Regioni a caccia di medici per i tamponi rapidi
Arrivano cinque milioni di tamponi rapidi e le Regioni cominciano in ordine sparso a reclutare medici di famiglia e pediatri disponibili, per decongestionare il sistema di diagnosi e tracciamento dei positivi al Covid-19.
TAMPONI IN ARRIVO
La chiusura del bando per l’acquisto di cinque milioni di test rapidi antigenici era stata preannunciata la scorsa settimana dal presidente del Consiglio, Giuseppe Conte.
L’obiettivo è quello di snellire e velocizzare le procedure di tracciamento, tutt’ora concentrate nei drive-in. Da subito Fimmg si era detta disponibile, pur rilevando non poche difficoltà operative. Più cauto Snami, interessato ad approfondire i dettagli dell’iniziativa prima di esprimersi, decisamente contrario lo Smi.
L’acquisto dei kit dovrebbe avvenire nel giro di una decina di giorni. Dopodiché, i test utilizzati nei mesi scorsi negli aeroporti per tracciare gli arrivi, saranno messi anche a disposizione anche dei medici di medicina generale e dei pediatri.
A questi cinque milioni di test rapidi se ne aggiungeranno poi altrettanti, in tempi da definire, a seguito della gara promossa alla fine di agosto dall’Azienda zero del Veneto a cui si sono accodate Emilia Romagna (due milioni di test), Lombardia (1,2 milioni di test), Piemonte (un milione), Lazio (un milione) Friuli, Trentino Alto Adige e Liguria.
SI MUOVONO LE REGIONI
In attesa di definire le procedure operative, le Regioni si sono mosse per sondare la disponibilità dei camici bianchi.
Il Lazio nei giorni scorsi ha pubblicato un bando per acquisire manifestazioni di interesse su base volontaria, sia dei medici di famiglia sia dei pediatri di libera scelta. La domanda deve essere presentata dai singoli professionisti o dal referente dell’Ucp entro venerdì 16 ottobre.
In Veneto la Regione si è già accordata con l’Ulss di Verona. L’intesa prevede che i medici di base e i pediatri di cinque medicine di gruppo integrate eseguano i tamponi rapidi antigenici nei loro ambulatori.
In Liguria invece la Regione ha costituito un tavolo di lavoro con Alisa e le associazioni di categoria per studiare il modo in cui anche medici e pediatri potranno effettuare tamponi rapidi sui propri pazienti. Dalla prima riunione è emerso che gli esami non saranno fatti negli studi privati, ma in spazi pubblici messi a disposizione dai distretti sanitari. La questione della sicurezza e dei protocolli di sanificazione sembra essere uno degli ostacoli più rilevanti da superare per far partire gli esami.
TEST RAPIDO E LIMITI
“Il test rapido si effettua sul materiale prelevato da tampone nasale e la risposta arriva in meno di un’ora – spiega Maurizio Sanguinetti, ordinario di Microbiologia e direttore del dipartimento di Scienze di laboratorio e infettivologiche del Policlinico Gemelli – . Se positivo, significa che è in corso un’infezione attiva da coronavirus. Tuttavia, in caso di risultato negativo non è in grado di escludere con sicurezza la presenza dell’infezione”.
DIAGNOSI PRECLUSA
Resta inoltre da chiarire la procedura di diagnosi della positività del paziente.

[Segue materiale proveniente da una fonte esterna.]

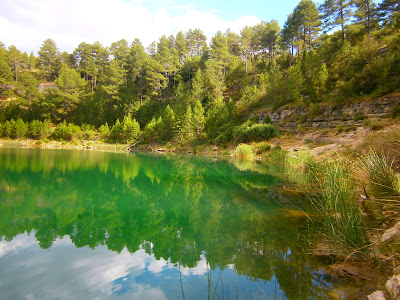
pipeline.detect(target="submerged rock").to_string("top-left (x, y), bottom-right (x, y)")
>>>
top-left (386, 275), bottom-right (400, 299)
top-left (381, 221), bottom-right (400, 243)
top-left (367, 291), bottom-right (386, 300)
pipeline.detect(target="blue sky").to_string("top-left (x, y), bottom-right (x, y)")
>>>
top-left (0, 0), bottom-right (322, 53)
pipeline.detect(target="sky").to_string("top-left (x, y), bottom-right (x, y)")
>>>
top-left (0, 0), bottom-right (318, 54)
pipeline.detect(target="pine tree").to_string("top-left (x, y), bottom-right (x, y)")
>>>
top-left (38, 39), bottom-right (60, 81)
top-left (29, 120), bottom-right (43, 139)
top-left (179, 105), bottom-right (194, 143)
top-left (18, 72), bottom-right (39, 113)
top-left (162, 105), bottom-right (176, 141)
top-left (99, 122), bottom-right (110, 140)
top-left (192, 100), bottom-right (205, 138)
top-left (111, 119), bottom-right (124, 141)
top-left (320, 0), bottom-right (352, 39)
top-left (122, 113), bottom-right (140, 141)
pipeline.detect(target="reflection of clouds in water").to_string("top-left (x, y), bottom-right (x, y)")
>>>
top-left (0, 233), bottom-right (166, 299)
top-left (181, 254), bottom-right (209, 275)
top-left (0, 232), bottom-right (209, 299)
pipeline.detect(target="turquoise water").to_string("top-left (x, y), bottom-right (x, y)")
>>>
top-left (0, 148), bottom-right (332, 299)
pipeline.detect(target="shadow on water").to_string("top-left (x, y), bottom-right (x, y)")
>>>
top-left (0, 149), bottom-right (340, 299)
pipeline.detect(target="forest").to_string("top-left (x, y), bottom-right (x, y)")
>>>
top-left (0, 0), bottom-right (400, 145)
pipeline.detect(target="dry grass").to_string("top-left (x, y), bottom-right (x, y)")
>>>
top-left (360, 124), bottom-right (400, 170)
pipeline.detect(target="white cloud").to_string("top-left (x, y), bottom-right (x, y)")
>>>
top-left (0, 233), bottom-right (37, 257)
top-left (0, 0), bottom-right (260, 52)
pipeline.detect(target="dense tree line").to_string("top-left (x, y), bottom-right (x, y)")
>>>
top-left (0, 0), bottom-right (400, 143)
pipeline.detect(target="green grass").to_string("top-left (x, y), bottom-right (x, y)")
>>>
top-left (232, 144), bottom-right (254, 160)
top-left (359, 149), bottom-right (400, 197)
top-left (312, 160), bottom-right (365, 252)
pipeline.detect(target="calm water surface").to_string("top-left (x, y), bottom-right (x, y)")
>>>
top-left (0, 148), bottom-right (332, 300)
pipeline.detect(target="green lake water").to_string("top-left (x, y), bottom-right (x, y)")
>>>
top-left (0, 148), bottom-right (338, 300)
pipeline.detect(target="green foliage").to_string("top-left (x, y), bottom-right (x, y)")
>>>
top-left (232, 144), bottom-right (254, 160)
top-left (0, 16), bottom-right (400, 144)
top-left (110, 119), bottom-right (124, 141)
top-left (3, 121), bottom-right (13, 137)
top-left (99, 123), bottom-right (111, 140)
top-left (14, 119), bottom-right (28, 139)
top-left (29, 120), bottom-right (44, 140)
top-left (122, 114), bottom-right (140, 142)
top-left (233, 121), bottom-right (279, 142)
top-left (359, 149), bottom-right (400, 198)
top-left (53, 121), bottom-right (81, 141)
top-left (143, 117), bottom-right (162, 141)
top-left (313, 161), bottom-right (366, 251)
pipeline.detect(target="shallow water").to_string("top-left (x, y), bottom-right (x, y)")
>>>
top-left (0, 148), bottom-right (338, 299)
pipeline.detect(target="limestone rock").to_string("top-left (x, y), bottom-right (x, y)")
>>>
top-left (381, 221), bottom-right (400, 243)
top-left (385, 275), bottom-right (400, 300)
top-left (367, 291), bottom-right (386, 300)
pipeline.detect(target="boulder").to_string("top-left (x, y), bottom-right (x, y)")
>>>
top-left (385, 275), bottom-right (400, 300)
top-left (381, 221), bottom-right (400, 243)
top-left (367, 291), bottom-right (386, 300)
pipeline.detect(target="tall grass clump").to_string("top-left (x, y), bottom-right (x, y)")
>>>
top-left (232, 144), bottom-right (254, 160)
top-left (359, 149), bottom-right (400, 197)
top-left (284, 149), bottom-right (315, 185)
top-left (313, 160), bottom-right (365, 251)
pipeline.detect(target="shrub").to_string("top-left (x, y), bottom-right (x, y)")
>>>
top-left (15, 119), bottom-right (28, 138)
top-left (354, 114), bottom-right (364, 121)
top-left (312, 160), bottom-right (365, 250)
top-left (359, 149), bottom-right (400, 197)
top-left (3, 120), bottom-right (13, 137)
top-left (251, 142), bottom-right (271, 154)
top-left (389, 104), bottom-right (400, 119)
top-left (263, 115), bottom-right (272, 124)
top-left (232, 144), bottom-right (254, 160)
top-left (80, 124), bottom-right (96, 140)
top-left (29, 120), bottom-right (44, 139)
top-left (99, 123), bottom-right (110, 140)
top-left (233, 121), bottom-right (278, 142)
top-left (53, 121), bottom-right (81, 141)
top-left (43, 120), bottom-right (53, 138)
top-left (110, 119), bottom-right (124, 141)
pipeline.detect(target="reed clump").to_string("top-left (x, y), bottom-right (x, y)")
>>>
top-left (357, 149), bottom-right (400, 197)
top-left (312, 160), bottom-right (365, 252)
top-left (232, 144), bottom-right (254, 160)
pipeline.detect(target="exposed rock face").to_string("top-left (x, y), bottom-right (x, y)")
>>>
top-left (250, 96), bottom-right (400, 128)
top-left (381, 221), bottom-right (400, 243)
top-left (386, 275), bottom-right (400, 300)
top-left (367, 291), bottom-right (386, 300)
top-left (38, 82), bottom-right (56, 93)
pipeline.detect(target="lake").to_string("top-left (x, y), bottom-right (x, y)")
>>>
top-left (0, 148), bottom-right (340, 300)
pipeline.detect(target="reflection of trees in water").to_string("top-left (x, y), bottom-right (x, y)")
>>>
top-left (0, 149), bottom-right (332, 295)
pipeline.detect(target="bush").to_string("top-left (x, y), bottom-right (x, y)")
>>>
top-left (15, 119), bottom-right (28, 138)
top-left (251, 142), bottom-right (271, 154)
top-left (29, 120), bottom-right (44, 140)
top-left (3, 121), bottom-right (13, 137)
top-left (233, 121), bottom-right (279, 142)
top-left (232, 144), bottom-right (254, 160)
top-left (354, 114), bottom-right (364, 121)
top-left (80, 124), bottom-right (96, 140)
top-left (99, 123), bottom-right (110, 140)
top-left (110, 119), bottom-right (124, 141)
top-left (263, 115), bottom-right (272, 124)
top-left (313, 161), bottom-right (365, 251)
top-left (53, 121), bottom-right (81, 141)
top-left (359, 149), bottom-right (400, 197)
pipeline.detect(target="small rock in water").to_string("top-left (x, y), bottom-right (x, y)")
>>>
top-left (385, 275), bottom-right (400, 299)
top-left (367, 291), bottom-right (386, 300)
top-left (381, 221), bottom-right (400, 243)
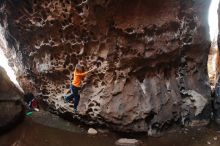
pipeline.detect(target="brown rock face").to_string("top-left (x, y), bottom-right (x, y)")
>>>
top-left (0, 0), bottom-right (211, 134)
top-left (0, 67), bottom-right (24, 133)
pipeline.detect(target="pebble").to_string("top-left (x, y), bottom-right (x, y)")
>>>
top-left (115, 138), bottom-right (140, 146)
top-left (88, 128), bottom-right (98, 135)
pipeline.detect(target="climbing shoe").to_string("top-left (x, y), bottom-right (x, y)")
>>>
top-left (73, 109), bottom-right (78, 113)
top-left (63, 96), bottom-right (69, 103)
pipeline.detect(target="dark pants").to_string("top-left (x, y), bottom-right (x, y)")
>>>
top-left (66, 84), bottom-right (80, 109)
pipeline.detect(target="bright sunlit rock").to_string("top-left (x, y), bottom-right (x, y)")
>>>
top-left (208, 0), bottom-right (219, 87)
top-left (0, 29), bottom-right (23, 92)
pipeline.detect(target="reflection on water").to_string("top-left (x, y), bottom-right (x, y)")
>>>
top-left (0, 112), bottom-right (220, 146)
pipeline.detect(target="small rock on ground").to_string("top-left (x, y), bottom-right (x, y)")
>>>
top-left (88, 128), bottom-right (98, 135)
top-left (115, 138), bottom-right (141, 146)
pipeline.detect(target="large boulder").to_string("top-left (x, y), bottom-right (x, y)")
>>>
top-left (0, 67), bottom-right (24, 133)
top-left (0, 0), bottom-right (211, 134)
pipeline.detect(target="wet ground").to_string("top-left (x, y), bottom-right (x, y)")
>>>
top-left (0, 112), bottom-right (220, 146)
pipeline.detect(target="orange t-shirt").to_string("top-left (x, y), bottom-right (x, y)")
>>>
top-left (72, 70), bottom-right (87, 87)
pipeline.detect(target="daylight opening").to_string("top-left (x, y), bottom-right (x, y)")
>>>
top-left (208, 0), bottom-right (219, 88)
top-left (0, 28), bottom-right (23, 92)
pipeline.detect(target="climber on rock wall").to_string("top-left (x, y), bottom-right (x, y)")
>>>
top-left (64, 64), bottom-right (96, 112)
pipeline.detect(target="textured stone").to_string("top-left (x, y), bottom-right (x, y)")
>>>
top-left (88, 128), bottom-right (98, 135)
top-left (0, 0), bottom-right (211, 134)
top-left (0, 67), bottom-right (24, 133)
top-left (115, 138), bottom-right (140, 146)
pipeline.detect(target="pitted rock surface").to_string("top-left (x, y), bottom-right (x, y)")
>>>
top-left (0, 0), bottom-right (211, 134)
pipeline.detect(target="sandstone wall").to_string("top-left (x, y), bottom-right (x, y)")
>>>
top-left (0, 0), bottom-right (211, 133)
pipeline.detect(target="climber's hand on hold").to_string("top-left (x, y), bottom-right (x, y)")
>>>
top-left (88, 67), bottom-right (97, 73)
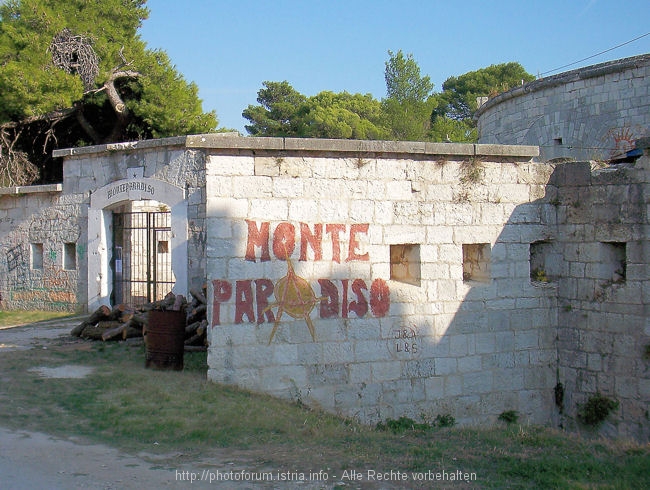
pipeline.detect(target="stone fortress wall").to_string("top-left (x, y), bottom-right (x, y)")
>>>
top-left (0, 135), bottom-right (650, 440)
top-left (475, 54), bottom-right (650, 161)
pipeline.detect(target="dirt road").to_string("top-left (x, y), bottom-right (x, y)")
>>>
top-left (0, 318), bottom-right (335, 490)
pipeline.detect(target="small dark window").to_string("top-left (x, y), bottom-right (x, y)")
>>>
top-left (63, 243), bottom-right (77, 271)
top-left (158, 240), bottom-right (169, 254)
top-left (599, 242), bottom-right (627, 284)
top-left (390, 243), bottom-right (421, 286)
top-left (463, 243), bottom-right (492, 283)
top-left (30, 243), bottom-right (43, 269)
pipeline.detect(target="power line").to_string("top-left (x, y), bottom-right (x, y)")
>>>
top-left (539, 32), bottom-right (650, 77)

Infatti, se il tampone rapido dovesse dare esito positivo, è necessario procedere al tampone molecolare per confermare la diagnosi. Il problema è che, secondo il Centro Studi della Fimmg, nel 50 per cento delle province italiane, il medico di medicina generale non è autorizzato a richiedere direttamente il tampone per la ricerca biomolecolare del nuovo coronavirus.